Why am I still getting 75 hits a day from Sitemeter on a site that is not even up ?!?!?
FWIW
oooh, I’m goin’ to the Hot Place...
Jesus and Satan were having an on-going argument about who was better on the computer. They had been going at it for days, and frankly God was tired of hearing all the bickering.
Finally fed up, God said, “THAT’S IT! I have had enough. I am going to set up a test that will run for two hours, and from those results, I will judge who does the better job.” So Satan and Jesus sat down at the keyboards and typed away.
They moused.
They faxed.
They e-mailed.
They e-mailed with attachments.
They downloaded.
They did spreadsheets! .
They wrote reports.
They created labels and cards.
They created charts and graphs.
They did some genealogy reports.
They did every job known to man and some known only to woman.
Jesus worked with heavenly efficiency and Satan was faster than hell.
Then, ten minutes before their time was up, lightning suddenly flashed across the sky, thunder rolled, rain poured, and, of course, the power went off. Satan stared at his blank screen and screamed every curse word known in the underworld. Jesus just sighed.

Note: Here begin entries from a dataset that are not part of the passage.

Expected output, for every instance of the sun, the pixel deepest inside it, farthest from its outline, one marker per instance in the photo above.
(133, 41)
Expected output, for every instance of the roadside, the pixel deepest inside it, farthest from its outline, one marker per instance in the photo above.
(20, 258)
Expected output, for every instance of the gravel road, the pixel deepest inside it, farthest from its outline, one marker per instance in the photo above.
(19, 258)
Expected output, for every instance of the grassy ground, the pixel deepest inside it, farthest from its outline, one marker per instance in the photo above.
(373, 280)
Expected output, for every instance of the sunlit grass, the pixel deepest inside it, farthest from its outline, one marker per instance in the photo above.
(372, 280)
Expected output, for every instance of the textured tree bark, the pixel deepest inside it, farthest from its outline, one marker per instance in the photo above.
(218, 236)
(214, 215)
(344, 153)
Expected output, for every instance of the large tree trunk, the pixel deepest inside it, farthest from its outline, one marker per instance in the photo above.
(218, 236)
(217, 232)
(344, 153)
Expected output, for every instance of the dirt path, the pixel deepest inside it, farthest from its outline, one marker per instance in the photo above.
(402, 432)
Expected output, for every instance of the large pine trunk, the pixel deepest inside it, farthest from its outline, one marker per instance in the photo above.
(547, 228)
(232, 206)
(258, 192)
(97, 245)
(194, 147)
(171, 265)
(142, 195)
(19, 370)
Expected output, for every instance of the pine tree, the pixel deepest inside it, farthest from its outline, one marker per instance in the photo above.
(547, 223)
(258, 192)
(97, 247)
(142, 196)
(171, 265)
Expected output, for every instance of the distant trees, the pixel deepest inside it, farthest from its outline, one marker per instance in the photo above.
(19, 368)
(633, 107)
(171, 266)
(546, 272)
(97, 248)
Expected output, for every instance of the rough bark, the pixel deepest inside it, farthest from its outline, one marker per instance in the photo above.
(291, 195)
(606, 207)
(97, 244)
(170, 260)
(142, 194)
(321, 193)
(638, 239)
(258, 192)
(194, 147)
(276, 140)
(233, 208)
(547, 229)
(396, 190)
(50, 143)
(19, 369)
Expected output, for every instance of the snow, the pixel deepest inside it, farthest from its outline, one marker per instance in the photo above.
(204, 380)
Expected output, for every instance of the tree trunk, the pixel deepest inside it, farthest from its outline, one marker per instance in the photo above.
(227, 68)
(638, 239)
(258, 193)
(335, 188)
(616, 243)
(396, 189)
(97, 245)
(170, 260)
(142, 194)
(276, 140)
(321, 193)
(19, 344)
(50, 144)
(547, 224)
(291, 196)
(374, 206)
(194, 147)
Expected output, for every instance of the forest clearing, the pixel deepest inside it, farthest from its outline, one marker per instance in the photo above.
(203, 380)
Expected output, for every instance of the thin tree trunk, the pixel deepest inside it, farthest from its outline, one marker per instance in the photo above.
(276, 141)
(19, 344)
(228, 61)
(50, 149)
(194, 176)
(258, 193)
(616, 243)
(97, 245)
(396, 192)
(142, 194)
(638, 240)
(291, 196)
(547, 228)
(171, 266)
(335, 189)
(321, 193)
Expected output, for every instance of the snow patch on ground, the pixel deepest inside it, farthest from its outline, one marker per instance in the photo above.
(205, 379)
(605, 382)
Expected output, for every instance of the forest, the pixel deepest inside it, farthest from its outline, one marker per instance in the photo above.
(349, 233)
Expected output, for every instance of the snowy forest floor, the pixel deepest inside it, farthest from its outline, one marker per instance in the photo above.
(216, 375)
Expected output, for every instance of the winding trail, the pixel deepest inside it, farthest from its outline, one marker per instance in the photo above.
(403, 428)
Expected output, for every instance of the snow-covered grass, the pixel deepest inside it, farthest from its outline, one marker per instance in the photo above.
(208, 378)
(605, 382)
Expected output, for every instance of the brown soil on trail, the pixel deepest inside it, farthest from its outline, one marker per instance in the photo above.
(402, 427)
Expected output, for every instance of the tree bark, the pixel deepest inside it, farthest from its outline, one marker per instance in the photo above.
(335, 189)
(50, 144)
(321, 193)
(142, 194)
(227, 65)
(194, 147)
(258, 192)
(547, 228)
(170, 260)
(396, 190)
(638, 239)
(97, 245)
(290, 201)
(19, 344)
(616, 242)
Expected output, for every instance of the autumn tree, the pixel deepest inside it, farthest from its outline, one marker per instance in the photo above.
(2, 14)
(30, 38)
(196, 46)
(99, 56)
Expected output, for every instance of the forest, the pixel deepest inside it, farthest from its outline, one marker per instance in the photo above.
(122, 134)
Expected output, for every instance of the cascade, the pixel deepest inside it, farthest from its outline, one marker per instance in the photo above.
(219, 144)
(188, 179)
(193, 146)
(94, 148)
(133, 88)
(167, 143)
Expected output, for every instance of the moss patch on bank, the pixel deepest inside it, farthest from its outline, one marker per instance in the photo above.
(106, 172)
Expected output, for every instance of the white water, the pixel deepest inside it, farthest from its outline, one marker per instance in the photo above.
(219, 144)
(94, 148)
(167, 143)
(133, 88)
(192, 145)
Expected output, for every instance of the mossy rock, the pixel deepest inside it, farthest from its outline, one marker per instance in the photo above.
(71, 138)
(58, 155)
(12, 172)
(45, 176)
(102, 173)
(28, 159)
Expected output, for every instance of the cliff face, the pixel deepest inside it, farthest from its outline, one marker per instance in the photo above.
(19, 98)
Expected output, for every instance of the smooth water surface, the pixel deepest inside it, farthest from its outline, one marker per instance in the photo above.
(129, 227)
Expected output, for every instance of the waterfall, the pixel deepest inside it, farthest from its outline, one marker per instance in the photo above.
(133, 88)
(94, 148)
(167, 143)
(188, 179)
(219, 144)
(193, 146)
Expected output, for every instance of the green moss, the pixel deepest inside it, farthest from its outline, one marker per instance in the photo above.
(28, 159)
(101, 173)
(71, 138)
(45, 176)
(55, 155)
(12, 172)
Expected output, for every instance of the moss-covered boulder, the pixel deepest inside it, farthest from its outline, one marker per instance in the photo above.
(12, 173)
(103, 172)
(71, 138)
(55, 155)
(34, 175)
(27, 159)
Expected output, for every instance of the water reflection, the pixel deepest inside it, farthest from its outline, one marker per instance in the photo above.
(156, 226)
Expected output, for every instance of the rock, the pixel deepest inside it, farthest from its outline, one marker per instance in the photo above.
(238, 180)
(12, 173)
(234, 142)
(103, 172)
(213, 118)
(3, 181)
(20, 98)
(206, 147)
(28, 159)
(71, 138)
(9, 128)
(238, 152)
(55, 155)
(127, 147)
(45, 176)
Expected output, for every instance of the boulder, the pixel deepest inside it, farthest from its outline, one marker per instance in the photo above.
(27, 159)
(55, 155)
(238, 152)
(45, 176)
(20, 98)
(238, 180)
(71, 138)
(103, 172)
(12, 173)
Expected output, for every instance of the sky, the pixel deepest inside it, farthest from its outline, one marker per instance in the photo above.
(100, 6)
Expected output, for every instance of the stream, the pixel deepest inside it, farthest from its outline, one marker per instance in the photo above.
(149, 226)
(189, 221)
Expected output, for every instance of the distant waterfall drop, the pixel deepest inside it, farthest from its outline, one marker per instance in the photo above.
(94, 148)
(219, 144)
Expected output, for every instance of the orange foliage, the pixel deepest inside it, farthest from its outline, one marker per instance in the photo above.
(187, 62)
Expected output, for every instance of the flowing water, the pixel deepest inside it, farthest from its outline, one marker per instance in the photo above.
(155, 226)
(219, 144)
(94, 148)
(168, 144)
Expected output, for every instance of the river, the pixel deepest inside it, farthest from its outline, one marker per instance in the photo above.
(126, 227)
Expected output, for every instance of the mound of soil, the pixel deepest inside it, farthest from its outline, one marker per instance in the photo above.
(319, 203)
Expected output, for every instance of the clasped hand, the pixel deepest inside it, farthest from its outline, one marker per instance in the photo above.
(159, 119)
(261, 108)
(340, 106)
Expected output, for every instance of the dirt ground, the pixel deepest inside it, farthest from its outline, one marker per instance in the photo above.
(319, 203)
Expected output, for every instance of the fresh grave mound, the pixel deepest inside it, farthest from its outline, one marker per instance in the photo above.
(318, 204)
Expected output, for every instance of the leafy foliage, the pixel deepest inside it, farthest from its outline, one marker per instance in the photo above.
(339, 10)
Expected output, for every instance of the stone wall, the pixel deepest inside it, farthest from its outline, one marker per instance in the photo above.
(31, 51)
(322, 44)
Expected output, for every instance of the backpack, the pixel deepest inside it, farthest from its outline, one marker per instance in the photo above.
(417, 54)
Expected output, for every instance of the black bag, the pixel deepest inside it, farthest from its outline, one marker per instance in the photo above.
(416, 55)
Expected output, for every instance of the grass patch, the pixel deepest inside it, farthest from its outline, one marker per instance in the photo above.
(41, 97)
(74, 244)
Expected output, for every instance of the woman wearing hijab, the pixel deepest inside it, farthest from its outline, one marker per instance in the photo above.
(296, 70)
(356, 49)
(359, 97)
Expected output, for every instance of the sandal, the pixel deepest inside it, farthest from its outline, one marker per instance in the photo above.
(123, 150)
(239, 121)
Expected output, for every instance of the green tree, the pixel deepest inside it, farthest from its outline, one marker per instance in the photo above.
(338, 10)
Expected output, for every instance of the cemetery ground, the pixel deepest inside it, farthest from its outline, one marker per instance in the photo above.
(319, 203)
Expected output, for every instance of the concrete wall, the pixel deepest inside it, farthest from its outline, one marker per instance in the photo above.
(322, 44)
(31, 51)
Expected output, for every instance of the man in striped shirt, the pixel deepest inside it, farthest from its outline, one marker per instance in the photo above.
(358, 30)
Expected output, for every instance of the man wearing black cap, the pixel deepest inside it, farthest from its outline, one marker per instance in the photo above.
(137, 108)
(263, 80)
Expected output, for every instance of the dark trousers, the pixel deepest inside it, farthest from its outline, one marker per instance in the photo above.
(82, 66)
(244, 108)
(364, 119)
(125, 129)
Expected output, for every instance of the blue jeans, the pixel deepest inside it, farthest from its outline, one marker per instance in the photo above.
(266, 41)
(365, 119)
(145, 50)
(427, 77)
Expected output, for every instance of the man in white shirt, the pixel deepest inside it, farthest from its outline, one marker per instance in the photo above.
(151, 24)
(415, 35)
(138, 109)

Finally the electricity came back on, and each of them restarted their computers. Satan started searching frantically, screaming:
“It’s gone! It’s all GONE! I lost everything when the power went out!”

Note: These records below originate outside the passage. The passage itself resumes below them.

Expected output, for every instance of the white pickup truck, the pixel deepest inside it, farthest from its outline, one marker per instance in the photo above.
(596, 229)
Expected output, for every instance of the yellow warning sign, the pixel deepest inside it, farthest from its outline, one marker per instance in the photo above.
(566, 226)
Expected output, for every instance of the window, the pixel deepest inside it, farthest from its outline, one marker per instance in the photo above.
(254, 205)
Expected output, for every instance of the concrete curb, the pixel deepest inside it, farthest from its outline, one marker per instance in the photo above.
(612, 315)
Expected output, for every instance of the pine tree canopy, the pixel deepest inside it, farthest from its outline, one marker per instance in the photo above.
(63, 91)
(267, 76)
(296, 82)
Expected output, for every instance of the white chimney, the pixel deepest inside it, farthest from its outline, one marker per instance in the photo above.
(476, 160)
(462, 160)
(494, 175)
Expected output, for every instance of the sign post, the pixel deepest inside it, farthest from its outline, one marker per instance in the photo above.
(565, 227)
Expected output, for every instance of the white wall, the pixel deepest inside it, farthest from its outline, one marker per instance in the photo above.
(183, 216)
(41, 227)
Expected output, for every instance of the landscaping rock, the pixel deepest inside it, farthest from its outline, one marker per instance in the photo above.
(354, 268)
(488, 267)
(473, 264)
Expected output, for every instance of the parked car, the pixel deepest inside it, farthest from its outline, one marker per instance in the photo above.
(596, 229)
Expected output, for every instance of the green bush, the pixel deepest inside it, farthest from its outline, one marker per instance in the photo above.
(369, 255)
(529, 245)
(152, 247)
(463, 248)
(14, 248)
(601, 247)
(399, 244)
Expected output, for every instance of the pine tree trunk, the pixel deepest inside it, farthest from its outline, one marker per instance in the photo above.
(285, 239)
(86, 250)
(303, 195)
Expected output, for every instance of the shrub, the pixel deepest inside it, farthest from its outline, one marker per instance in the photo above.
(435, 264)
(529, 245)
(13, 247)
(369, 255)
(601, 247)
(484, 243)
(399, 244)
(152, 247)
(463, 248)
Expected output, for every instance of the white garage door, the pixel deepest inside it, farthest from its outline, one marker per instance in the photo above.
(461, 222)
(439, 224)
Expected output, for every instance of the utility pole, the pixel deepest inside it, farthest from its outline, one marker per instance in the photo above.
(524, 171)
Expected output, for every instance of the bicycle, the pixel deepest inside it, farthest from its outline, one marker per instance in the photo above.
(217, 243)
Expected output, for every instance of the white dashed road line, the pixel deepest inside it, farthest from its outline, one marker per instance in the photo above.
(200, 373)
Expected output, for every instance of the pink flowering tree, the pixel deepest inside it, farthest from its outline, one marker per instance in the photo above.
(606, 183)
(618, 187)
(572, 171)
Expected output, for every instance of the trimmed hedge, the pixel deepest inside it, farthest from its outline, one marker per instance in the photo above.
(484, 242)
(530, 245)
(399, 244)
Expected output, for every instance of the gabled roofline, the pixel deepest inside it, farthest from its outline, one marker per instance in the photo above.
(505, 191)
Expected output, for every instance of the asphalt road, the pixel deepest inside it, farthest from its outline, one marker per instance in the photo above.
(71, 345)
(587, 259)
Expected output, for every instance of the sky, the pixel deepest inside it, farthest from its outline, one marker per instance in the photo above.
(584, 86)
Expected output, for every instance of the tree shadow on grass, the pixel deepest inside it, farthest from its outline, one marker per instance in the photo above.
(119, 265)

Meanwhile, Jesus quietly started printing out all of his files from the past two hours of work.
Satan observed this and became irate.
“Wait!” he screamed. “That’s not fair! He cheated! How come he has all his work and I don’t have any?”

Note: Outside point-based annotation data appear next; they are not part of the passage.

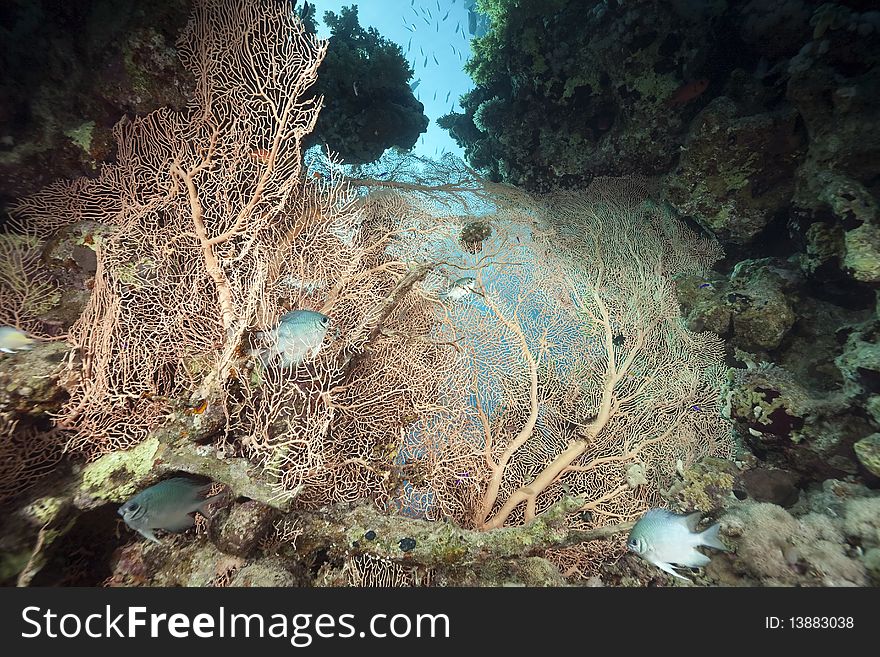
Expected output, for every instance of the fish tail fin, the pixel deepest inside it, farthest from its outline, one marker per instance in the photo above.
(710, 538)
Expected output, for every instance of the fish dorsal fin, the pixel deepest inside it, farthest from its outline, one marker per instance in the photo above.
(693, 519)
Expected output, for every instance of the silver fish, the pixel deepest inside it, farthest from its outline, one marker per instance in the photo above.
(460, 289)
(663, 538)
(13, 340)
(298, 336)
(168, 505)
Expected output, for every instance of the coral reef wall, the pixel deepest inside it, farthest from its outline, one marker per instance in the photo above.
(758, 119)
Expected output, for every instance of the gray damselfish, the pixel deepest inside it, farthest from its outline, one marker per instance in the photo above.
(460, 289)
(298, 336)
(13, 340)
(663, 538)
(168, 505)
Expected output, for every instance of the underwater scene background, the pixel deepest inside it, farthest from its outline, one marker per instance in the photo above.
(440, 293)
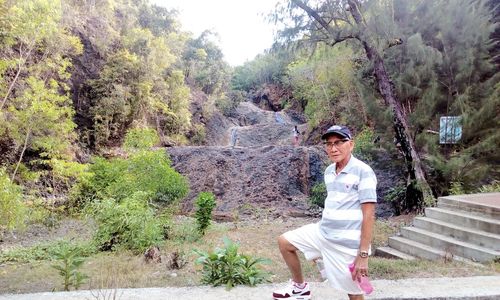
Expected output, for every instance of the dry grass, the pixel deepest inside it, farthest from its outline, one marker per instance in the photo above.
(257, 238)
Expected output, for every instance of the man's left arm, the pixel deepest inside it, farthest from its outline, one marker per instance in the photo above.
(361, 263)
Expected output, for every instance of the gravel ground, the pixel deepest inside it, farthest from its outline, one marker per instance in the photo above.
(477, 288)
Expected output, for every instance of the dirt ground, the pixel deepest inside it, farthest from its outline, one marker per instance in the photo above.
(256, 237)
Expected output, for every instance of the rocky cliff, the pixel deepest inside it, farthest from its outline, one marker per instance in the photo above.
(252, 165)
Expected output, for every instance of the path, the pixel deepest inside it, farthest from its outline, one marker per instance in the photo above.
(480, 287)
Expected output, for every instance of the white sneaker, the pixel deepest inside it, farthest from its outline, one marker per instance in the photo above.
(292, 291)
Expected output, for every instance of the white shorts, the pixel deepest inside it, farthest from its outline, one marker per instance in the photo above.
(308, 240)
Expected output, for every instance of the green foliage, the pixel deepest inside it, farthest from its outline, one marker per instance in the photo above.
(396, 196)
(204, 65)
(265, 68)
(364, 144)
(318, 194)
(324, 82)
(144, 171)
(35, 111)
(44, 251)
(70, 262)
(457, 188)
(130, 224)
(141, 138)
(205, 204)
(199, 134)
(227, 266)
(12, 208)
(493, 187)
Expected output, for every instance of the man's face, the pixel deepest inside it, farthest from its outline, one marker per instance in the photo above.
(338, 148)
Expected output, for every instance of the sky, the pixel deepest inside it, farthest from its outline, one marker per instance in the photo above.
(241, 26)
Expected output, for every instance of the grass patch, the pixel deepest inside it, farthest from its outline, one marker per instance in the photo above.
(124, 269)
(383, 268)
(44, 251)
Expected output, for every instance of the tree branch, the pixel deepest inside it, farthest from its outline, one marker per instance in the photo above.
(333, 33)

God just shrugged and said, “__________________________”
Monday, March 07, 2005
Further Steps
Americans don’t stand for cruelty to the disabled...
Terri Schindler’s family is making progress against her would-be murderer Michael Schiavo, the former McDonald’s manager.
Washington Today, Senator Mel Martinez (R-FL) and Congressman David Weldon (R-FL) introduced legislation that could save the life of Terri Schiavo, who suffered a brain injury 15 years ago. The Incapacitated Person’s Legal Protection Act (HR 1151, S 539) will give Terri, and those in similar situations, the same Constitutional protection of due process as death row inmates…
“In the United States we don’t execute people without due process and we shouldn’t execute the incapacitated by starvation. Beyond being cruel and unusual punishment, this is an opportunity for Congress to finally check the power of runaway courts.” ...[said] Tony Perkins, President of Family Research Council.
Let your CongressCritter know your thoughts on the matter.

Much more good news at TerrisFight.org
Honey, I'm Hoooome!!
long and ‘net-free road
Some pics on the left-bar....
Watching bits of news on the TandV is verra verra strange—‘specially when I’m accustomed to getting it on the Lovely Interweb.
What *is* this love-fest with Martha?!? Everywhere I looked for days and daze were stories and features on Martha coming out. [of prison...] CNN and Wolfie were practically piddling the rug as they did wall-to-wall Martha gets out coverage. WTF?!? I mean, *I* noticed that it was all her publicity machine priming the peons for her new show/book/frozen food lines. Earth to CNN? *tap*tap* yeahnevermind.
I caught FOX*AM from LA this morning. Yikes! Whatta buncha skeezy sleezy skankoid hasnever-weres. Making icky crotch jokes, laughing like hyenas. yick.
Speaking of “yick,” I seem to have picked up the flu on Sat and Sunday was spent in dizzy-hell and the well decorated bathroom at the Best Western in Bishop. I hear it is a lovely town and I look forward to seeing it some time soon. *sigh* My tummy and I are making up, now, but still dizzy as hell. WTF is up with that?!?!?
Wednesday, March 02, 2005
Impulsive 'R' Us
whaaaaa?
Just took it into our heads to run off to Death Valley and check out the spring bloom!
I have no idea about the availability of the Lovely Interweb, but I’ll be taking some pics....
Tuesday, March 01, 2005
Didja Notice?
it’s The Pickle...*
That little photo in the upper left side-bar? Ya can *click* on it and see a bigger version.
[wait ‘till you see the nesting heron pics we got this weekend!]